Ее ресницы опять затрепетали, она одарила меня взглядом, подобным сахарной пудре на штруделе, и с шелестом ушла. Меерхофф сунул сигару горелым концом вверх в жилетный карман, занял место во главе стола, а Джорджу и мне показал на стулья справа и слева от себя.
Дверь кухни распахнулась, и показалась еще одна пухлая брюнетка, только задом и в облаке пара. Когда она повернулась, я увидел, что пар идет из громадного блюда с тушеной капустой и солониной. Блюдо размещалось под грудью, еще более пышной, чем у сестры.
— Моя вторая дочь Наоми, — сказал мистер Меерхофф. — Наоми, мистер Джонатан Спейн.
Взгляд, которым обволокла меня эта дочь, был еще более сладким — как теплая карамель. Дверь опять распахнулась. Я испугался этого нового блюда: если и дальше так пойдет, она будет такой сладкой, что получишь сахарный диабет от одного только взгляда. Но третья дочь оказалась настолько же костлявой и едкой, насколько пышны и сладки были две первые. Она была тонкой и гибкой, как мальчик. И не брюнетка. Волосы у нее были цвета новой пеньковой веревки и собраны в тугой узел на затылке. Блузка тоже белая, как у сестер, но явно с чужого плеча — велика на несколько размеров. Тоже — и темная юбка. Из-под подола выглядывали мексиканские сапожки с серебряными мысками; она топала в них, как мальчишка, изображающий ковбоя. В одной руке она несла кувшин с темным пивом, в другой — полную тарелку свежеиспеченных булочек. Она стрельнула в меня глазами и со стуком поставила на стол кувшин и тарелку. Мистер Меерхофф возвел глаза к небу.
— Моя третья дочь Сара. Сара, познакомься с Джонатаном Э. Ли Спейном. Мистер Спейн — соотечественник выдающихся южных генералов.
— Здравствуйте, полковник, — сказала девица вежливым и вместе с тем ядовитым тоном.
Она села рядом со мной. Хотя она старательно смотрела в сторону, я ощущал ее внимание — она приценивалась ко мне, как торговец лошадьми. Я чувствовал себя в окружении трех ловушек, и эти последние силки, похоже, были самыми хитрыми. Когда мистер Меерхофф закрыл глаза и начал молитву на иностранном языке, мне сильно полегчало. В конце все сказали «аминь», но папа Меерхофф еще не кончил. Он поднял розовый палец.
— Дочери мои, подождите. Из уважения к нашим гостям — теперь по-английски.
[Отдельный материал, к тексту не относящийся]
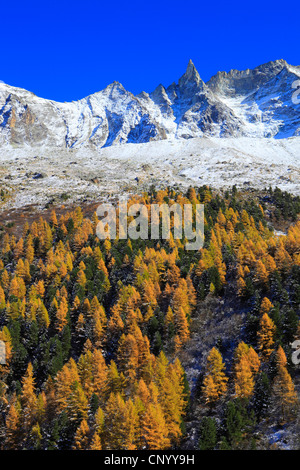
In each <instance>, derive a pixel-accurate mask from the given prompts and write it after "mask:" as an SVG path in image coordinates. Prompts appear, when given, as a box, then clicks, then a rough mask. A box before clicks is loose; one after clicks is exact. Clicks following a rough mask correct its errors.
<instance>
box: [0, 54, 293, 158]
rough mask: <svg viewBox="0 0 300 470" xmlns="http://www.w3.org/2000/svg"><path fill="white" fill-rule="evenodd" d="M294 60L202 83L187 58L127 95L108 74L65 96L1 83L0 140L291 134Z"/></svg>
mask: <svg viewBox="0 0 300 470" xmlns="http://www.w3.org/2000/svg"><path fill="white" fill-rule="evenodd" d="M299 76H300V68H299V67H294V66H290V65H288V64H287V63H286V62H285V61H284V60H279V61H275V62H270V63H268V64H263V65H261V66H259V67H256V68H255V69H253V70H249V69H248V70H245V71H237V70H232V71H230V72H228V73H226V72H218V74H217V75H215V76H214V77H212V78H211V79H210V80H209V81H208V82H207V83H204V82H203V80H202V79H201V78H200V76H199V73H198V72H197V70H196V68H195V66H194V64H193V63H192V62H191V61H190V62H189V64H188V67H187V70H186V72H185V73H184V75H183V76H182V77H181V78H180V79H179V81H178V83H177V84H176V83H173V84H171V85H170V86H168V87H167V88H165V87H164V86H163V85H159V86H158V87H157V88H156V89H155V90H154V91H153V92H152V93H150V94H148V93H145V92H142V93H140V94H139V95H137V96H134V95H133V94H132V93H130V92H129V91H127V90H125V89H124V87H123V86H122V85H121V84H120V83H118V82H114V83H112V84H111V85H108V86H107V87H106V88H105V89H104V90H102V91H100V92H98V93H95V94H93V95H90V96H88V97H86V98H83V99H82V100H79V101H76V102H72V103H58V102H54V101H51V100H45V99H42V98H39V97H37V96H35V95H34V94H33V93H30V92H28V91H26V90H22V89H19V88H15V87H11V86H9V85H6V84H4V83H0V145H5V144H11V145H14V146H22V145H24V144H26V145H30V146H39V145H44V144H47V145H48V146H51V147H58V148H80V147H86V148H94V149H99V148H103V147H109V146H111V145H117V144H120V143H145V142H151V141H157V140H165V139H173V138H177V139H190V138H195V137H203V136H210V137H241V136H250V137H276V138H284V137H290V136H297V135H299V132H300V113H299V109H300V108H299V105H296V104H293V102H292V94H293V91H294V90H293V89H292V83H293V82H294V81H295V80H296V79H299Z"/></svg>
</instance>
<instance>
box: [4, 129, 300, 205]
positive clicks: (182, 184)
mask: <svg viewBox="0 0 300 470" xmlns="http://www.w3.org/2000/svg"><path fill="white" fill-rule="evenodd" d="M299 161H300V139H299V138H298V137H293V138H289V139H267V138H264V139H258V138H253V137H252V138H250V137H241V138H238V139H237V138H231V137H229V138H226V139H220V138H216V137H214V138H212V137H210V138H207V137H202V138H194V139H188V140H186V139H176V138H173V139H169V140H162V141H153V142H148V143H142V144H130V143H128V144H117V145H113V146H109V147H105V148H102V149H100V150H96V149H93V148H91V147H90V148H86V147H80V148H78V149H76V148H72V149H70V148H56V149H53V148H51V147H49V146H48V145H43V146H38V147H31V146H24V147H19V148H16V147H11V146H6V147H5V148H2V149H1V148H0V187H5V188H6V189H8V190H9V192H10V194H11V198H10V199H8V200H7V201H6V203H5V204H4V205H2V207H1V209H5V208H6V209H7V208H21V207H24V206H26V205H30V204H34V205H39V207H40V208H41V209H42V208H43V207H45V205H46V204H47V203H49V202H54V203H61V202H62V201H65V196H67V198H68V199H67V200H68V202H76V203H79V204H81V203H82V202H87V201H100V200H102V199H107V198H109V197H110V196H115V197H119V196H120V195H121V194H124V193H126V192H128V193H131V194H132V193H141V192H142V191H144V190H147V189H149V187H150V186H151V185H154V186H155V187H157V188H159V187H161V188H165V187H166V186H167V185H168V186H171V187H174V186H179V187H180V188H181V189H184V188H187V187H188V186H190V185H195V186H198V185H204V184H208V185H210V186H212V187H214V188H226V187H231V186H232V185H233V184H236V185H237V186H238V187H242V188H246V189H247V188H249V187H256V188H260V189H261V188H262V189H263V188H265V187H269V185H271V186H273V187H275V186H278V187H280V188H281V189H282V190H286V191H289V192H292V193H294V194H300V166H299Z"/></svg>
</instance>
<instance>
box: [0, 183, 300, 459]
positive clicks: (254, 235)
mask: <svg viewBox="0 0 300 470" xmlns="http://www.w3.org/2000/svg"><path fill="white" fill-rule="evenodd" d="M136 202H142V203H144V204H146V205H147V206H149V205H150V204H152V203H163V202H166V203H168V204H170V205H171V204H173V203H174V202H176V203H179V204H180V205H183V204H187V203H190V204H192V205H193V206H195V204H199V203H201V204H204V207H205V241H204V246H203V248H201V249H200V250H199V251H186V250H185V247H184V240H177V239H174V238H173V237H171V238H170V239H168V240H163V239H161V240H150V239H149V240H142V239H138V240H131V239H128V240H120V239H115V240H113V239H112V240H109V239H106V240H104V241H101V240H99V238H98V237H97V235H96V227H97V223H98V218H97V215H96V212H94V213H93V214H87V213H86V212H85V208H84V207H82V208H80V207H77V208H72V209H70V210H69V209H68V208H67V207H66V208H65V209H64V210H61V208H59V207H57V208H56V207H53V208H52V209H51V208H50V209H48V210H47V211H45V213H42V215H37V216H36V218H35V220H32V221H30V223H28V221H26V217H24V219H23V221H22V223H18V224H16V223H14V222H13V221H11V223H6V224H4V223H3V224H1V226H0V236H1V240H0V253H1V254H0V339H1V341H3V342H4V343H5V347H6V363H5V364H2V365H0V407H1V413H0V446H1V449H2V450H9V449H16V450H23V449H24V450H25V449H28V450H29V449H36V450H39V449H41V450H69V449H73V450H101V449H103V450H113V449H116V450H140V449H151V450H158V449H193V450H196V449H197V450H198V449H199V450H227V449H228V450H229V449H230V450H238V449H264V450H269V449H277V448H286V449H298V448H299V446H300V443H299V440H298V434H299V399H298V396H299V389H300V374H299V367H300V366H298V365H297V361H295V360H294V361H293V360H292V358H293V357H294V358H295V357H296V356H297V354H296V351H295V349H293V346H292V345H293V343H294V342H295V341H296V340H300V322H299V320H300V220H299V214H300V198H299V197H293V196H291V195H290V194H288V193H285V192H282V191H281V190H279V189H278V188H275V189H272V188H269V189H265V190H264V191H254V190H253V191H251V190H248V191H245V190H244V191H242V190H238V189H237V188H236V187H235V186H234V187H232V189H230V190H227V191H222V192H217V191H214V190H213V189H211V188H209V187H207V186H203V187H200V188H192V187H191V188H189V189H188V191H187V192H186V193H183V192H181V191H179V190H178V189H174V188H166V189H164V190H155V189H154V188H153V189H151V190H149V192H148V193H145V194H142V195H136V196H132V197H131V199H130V200H129V205H131V204H133V203H136ZM19 222H20V221H19ZM299 356H300V354H299Z"/></svg>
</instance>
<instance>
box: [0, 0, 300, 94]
mask: <svg viewBox="0 0 300 470" xmlns="http://www.w3.org/2000/svg"><path fill="white" fill-rule="evenodd" d="M299 12H300V4H299V2H298V1H297V2H296V1H290V2H286V3H284V4H283V3H282V2H280V4H279V2H278V3H277V4H276V2H274V1H272V2H271V1H263V0H261V1H257V0H254V1H252V2H250V1H249V2H241V1H214V2H209V1H206V2H203V1H201V0H198V1H194V0H182V1H175V0H173V1H170V0H165V1H164V0H160V1H158V0H154V1H130V0H129V1H122V2H121V1H119V0H116V1H112V0H106V1H102V0H98V1H96V0H84V1H81V2H78V1H76V0H73V1H66V0H59V1H57V0H52V1H51V2H48V1H47V0H45V1H40V0H39V1H31V0H27V1H26V2H25V1H24V0H22V1H20V0H15V1H14V2H8V1H3V0H0V38H1V54H0V58H1V60H0V79H1V80H3V81H4V82H5V83H8V84H10V85H14V86H19V87H22V88H26V89H28V90H30V91H33V92H34V93H35V94H37V95H39V96H42V97H44V98H49V99H54V100H57V101H71V100H76V99H80V98H83V97H84V96H87V95H89V94H91V93H94V92H96V91H99V90H101V89H103V88H105V86H107V85H108V84H109V83H111V82H112V81H114V80H117V81H119V82H121V83H122V84H123V85H124V86H125V88H127V89H128V90H130V91H132V92H133V93H135V94H136V93H139V92H140V91H142V90H144V91H148V92H150V91H152V90H153V89H154V88H155V87H156V86H157V85H158V84H159V83H162V84H164V85H166V86H167V85H169V84H170V83H172V82H173V81H177V80H178V78H179V77H180V76H181V75H182V74H183V73H184V71H185V68H186V66H187V63H188V60H189V59H190V58H191V59H192V60H193V62H194V64H195V65H196V67H197V69H198V71H199V73H200V76H201V77H202V78H203V80H205V81H206V80H208V79H209V78H210V77H211V76H212V75H214V74H215V73H216V72H217V71H218V70H226V71H228V70H230V69H231V68H237V69H245V68H248V67H249V68H253V67H255V66H256V65H259V64H262V63H265V62H268V61H270V60H275V59H281V58H284V59H286V60H287V61H288V62H289V63H291V64H293V65H300V24H299V18H300V15H299Z"/></svg>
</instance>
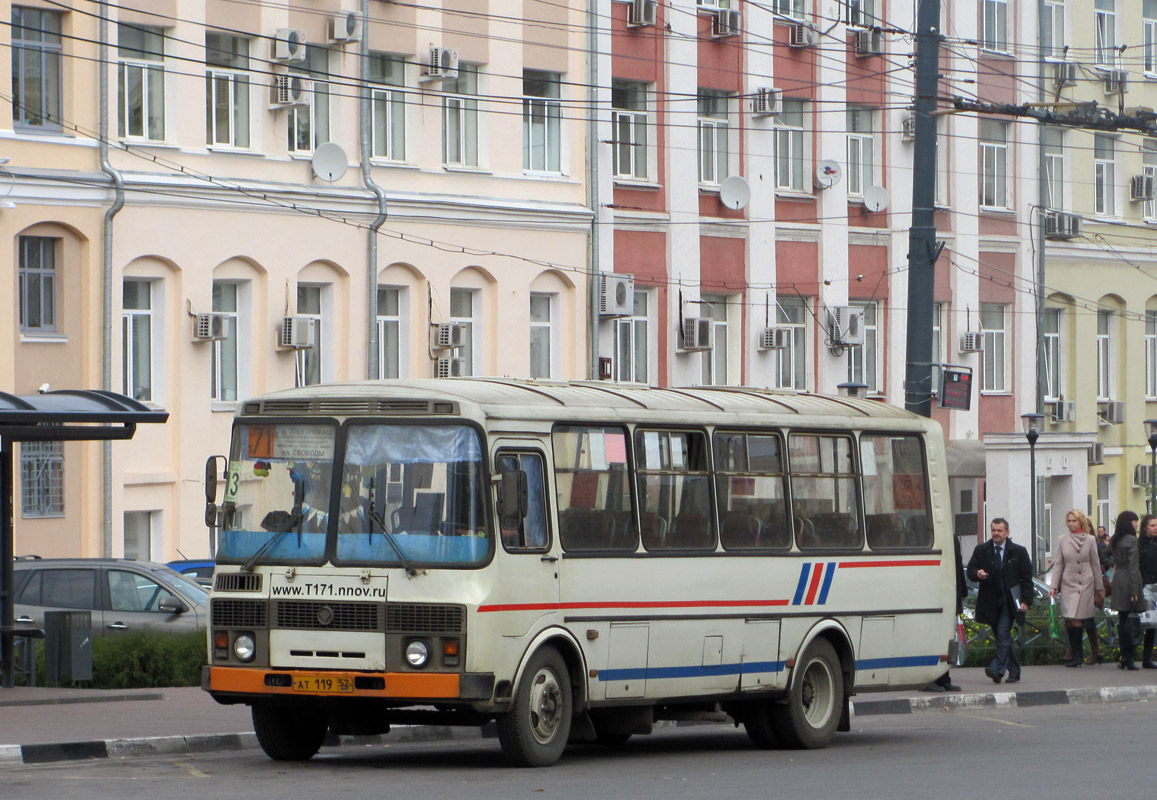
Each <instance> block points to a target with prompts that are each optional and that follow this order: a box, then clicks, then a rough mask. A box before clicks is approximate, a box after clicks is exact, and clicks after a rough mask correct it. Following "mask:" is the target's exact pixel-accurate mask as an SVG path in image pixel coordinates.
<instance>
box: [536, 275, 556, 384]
mask: <svg viewBox="0 0 1157 800" xmlns="http://www.w3.org/2000/svg"><path fill="white" fill-rule="evenodd" d="M555 296H557V295H553V294H531V295H530V376H531V377H554V364H555V361H557V359H555V358H554V350H555V339H557V337H555V333H554V315H553V313H552V311H553V308H552V307H553V306H554V298H555Z"/></svg>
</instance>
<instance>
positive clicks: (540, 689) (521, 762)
mask: <svg viewBox="0 0 1157 800" xmlns="http://www.w3.org/2000/svg"><path fill="white" fill-rule="evenodd" d="M573 713H574V696H573V692H572V690H570V674H569V671H568V670H567V665H566V662H565V661H563V660H562V656H561V655H560V654H559V652H558V651H557V649H554V648H553V647H541V648H539V649H538V651H537V652H535V654H533V655H531V656H530V661H528V662H526V668H525V670H524V671H523V676H522V681H521V682H519V683H518V690H517V691H516V692H515V696H514V704H513V705H511V707H510V711H509V712H508V713H506V714H503V715H501V717H499V718H498V719H496V720H495V725H496V727H498V733H499V743H500V744H502V751H503V753H504V754H506V755H507V758H509V759H510V761H513V762H514V763H515V764H517V765H518V766H550V765H551V764H553V763H554V762H557V761H558V759H559V757H560V756H561V755H562V750H563V749H565V748H566V746H567V737H568V736H569V735H570V720H572V714H573Z"/></svg>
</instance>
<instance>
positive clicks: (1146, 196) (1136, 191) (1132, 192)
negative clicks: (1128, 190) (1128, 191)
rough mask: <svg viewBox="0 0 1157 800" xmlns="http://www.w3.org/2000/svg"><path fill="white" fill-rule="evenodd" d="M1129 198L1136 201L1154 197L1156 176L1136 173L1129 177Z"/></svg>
mask: <svg viewBox="0 0 1157 800" xmlns="http://www.w3.org/2000/svg"><path fill="white" fill-rule="evenodd" d="M1129 199H1130V200H1133V201H1134V203H1138V201H1141V200H1151V199H1154V176H1152V175H1134V176H1133V177H1132V178H1130V179H1129Z"/></svg>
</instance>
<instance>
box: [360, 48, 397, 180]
mask: <svg viewBox="0 0 1157 800" xmlns="http://www.w3.org/2000/svg"><path fill="white" fill-rule="evenodd" d="M369 80H370V81H371V82H373V83H376V85H378V86H389V87H395V88H389V89H381V88H373V89H371V90H370V104H371V109H373V122H371V125H373V129H374V156H375V157H378V159H389V160H391V161H405V159H406V91H405V86H406V61H405V59H403V58H401V57H400V56H388V54H385V53H375V54H371V56H370V60H369Z"/></svg>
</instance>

И так далее. И еще много всего. Было ясно, что повторялась эта молитва всегда слово в слово и что он выделял голосом всегда одни и те же слова, но, подойдя к заключению, он поднял глаза на Джорджа и выпустил слова на новую территорию. На лице его опять было печально-ошалелое выражение.
— И еще, Бог наших отцов, благослови Джорджа Флетчера, дабы одержал победу и возликовал… ради
Он запнулся, открытым влажным ртом ловя воздух и вдохновение. Молитва приобрела озлобленный характер, нам стало неловко, смутились и дочери. Не дав бедняге отдышаться, Джордж выкрикнул: «Аминь!» Худая дочь, моя соседка, подхватила насмешливо:
— Аминь! Жить невозможно с ними, даже умереть невозможно. Они тебя выкапывают и гложут.
— Сара, не огорчай нас, — сказал Меерхофф, — Будь милой, как твои сестры, — Он взял нож. Пока он резал мясо, вернулась его влажная улыбка, — Мистер Спейн, извините мою горячность. Но вы должны понять: для некоторых из нас Джордж Флетчер стал героем. Нашим символом. Изрядное повышение в статусе, правда, Джордж? С той поры, когда вам не позволяли ехать на лошади лицом вперед.
— Да, сэр, кое-какая вода утекла с тех пор, — ответил Джордж. — Но я все тот же никчемный пастух, который, бывало, ездил задом наперед… все тот же грубый шут.
— Не верьте ему, — сказал мне Меерхофф, — Да, он бывал и шутом, и, случалось, неотесанным, но никогда не был никчемным. Джордж и такие, как он, — рука, помогавшая Господу укротить этот враждебный край. Этой руке иногда приходится быть грубой, понимаете? Чтобы укротить дикую страну. Вы-то понимаете, Джордж?
— Наверное.
По тону Джорджа было понятно, что с религиозной и философской дискуссией придется подождать. Он молча склонился над своей тарелкой.